My wife likes the whole, Real Americans are dumb hicks argument about as much as I do, but she has a more stable take on the whole issue. As she says, “So, what’s the deal? I work hard and save up and send my kid to college so he can have a better life and then he automatically has to turn his back on everything I taught him. Is that really the end result of the American Dream?”

But what I really don’t like about Sarah Palin is the niggling, nagging thought in the back of my mind that her candidacy is just one giant “fuck you” from the Republican Party to the American people. Seriously, it’s as if Dick Cheney, Karl Rove and the ghost of Jerry Falwell were sitting in a smoke filled back room and brain storming on the perfect McCain running mate. Things were going poorly until Rove, in a flash of Lee Atwater like inspiration said, “Hey, let’s find a republican who perfectly fits every negative description of Obama that we’ve thrown out there. Let’s find someone with no experience, someone who doesn’t stand for anything, someone who’s all style and no substance.” And with that the shadowy Republican cabal cracked a collective smile, sacrificed a small, scared welfare mother and conjured up Sarah Palin, Governor of Alaska (state motto: Where Hell froze over).
We can argue back and forth about how hypocritical it is to complain about Palin’s lack of experience when Obama is so green, but I would argue that there’s one significant difference (okay, there are a bunch of important differences, for one, Obama’s limited experience at least shows that he’s competent). The people, or at least a slim majority of Democratic voting people, chose Obama. He may be green and lacking substance, but at least the people said, “Yup, there’s our guy, the Democratic Regan.” Sarah Palin on the other hand, was picked without any consultation. She was presented as if to say, “Hey, all you fence sitting fiscal Republicans and undecided Independents, you want to vote for John “The Old Guy With Multiple Cancer Scares” McCain? Then swallow the uneducated, bitter pill that is Sarah Palin.”

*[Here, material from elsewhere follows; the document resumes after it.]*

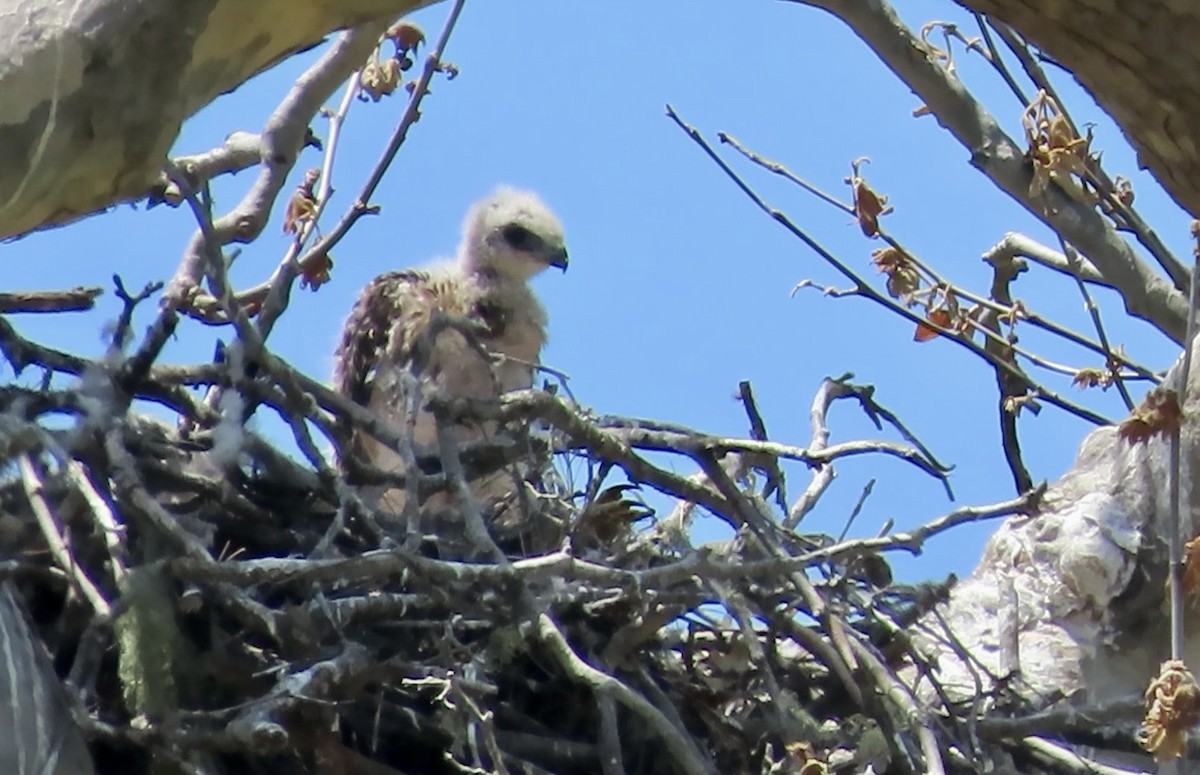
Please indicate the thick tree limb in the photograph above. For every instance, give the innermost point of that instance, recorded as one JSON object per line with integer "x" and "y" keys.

Seriously, her only qualifications to be vice-president is that she consistently appeals to the worst in the Republican base.  Everything out of her mouth has either been a lie (bridge to where now?), blazingly stupid (I can see Russia from my house!) or racist. Sometimes she manages to combine all three in one statement. Like the notorious, “Obama pals around with terrorists”. Palin got her information from a NY Times article that pointed out that Obama and Ayers at one point served on some committee together. The NY Times article itself mentions that their relationship is distant at best, and yet Sarah Palin is trying to make it out like they have BBQ’s together where they roast burgers over burning American flags. Why tell such an easily disproved lie? Well, it’s either because she didn’t read all the article or it’s because the real point of the attack is to get the words “terrorist” and “Barack HUSSEIN Obama” in the same sentence. Anything to remind people that the Democrats are running a Muslim for president.
One a related note, marvel at the hypocrisy. Here is a woman claiming that Obama and his tenuous relationship to Ayers is a “palling around” with an America hater who herself has spent decades fellating a man who hates America so much he was a member of a successionst movement.

So, you know, that about sums it up.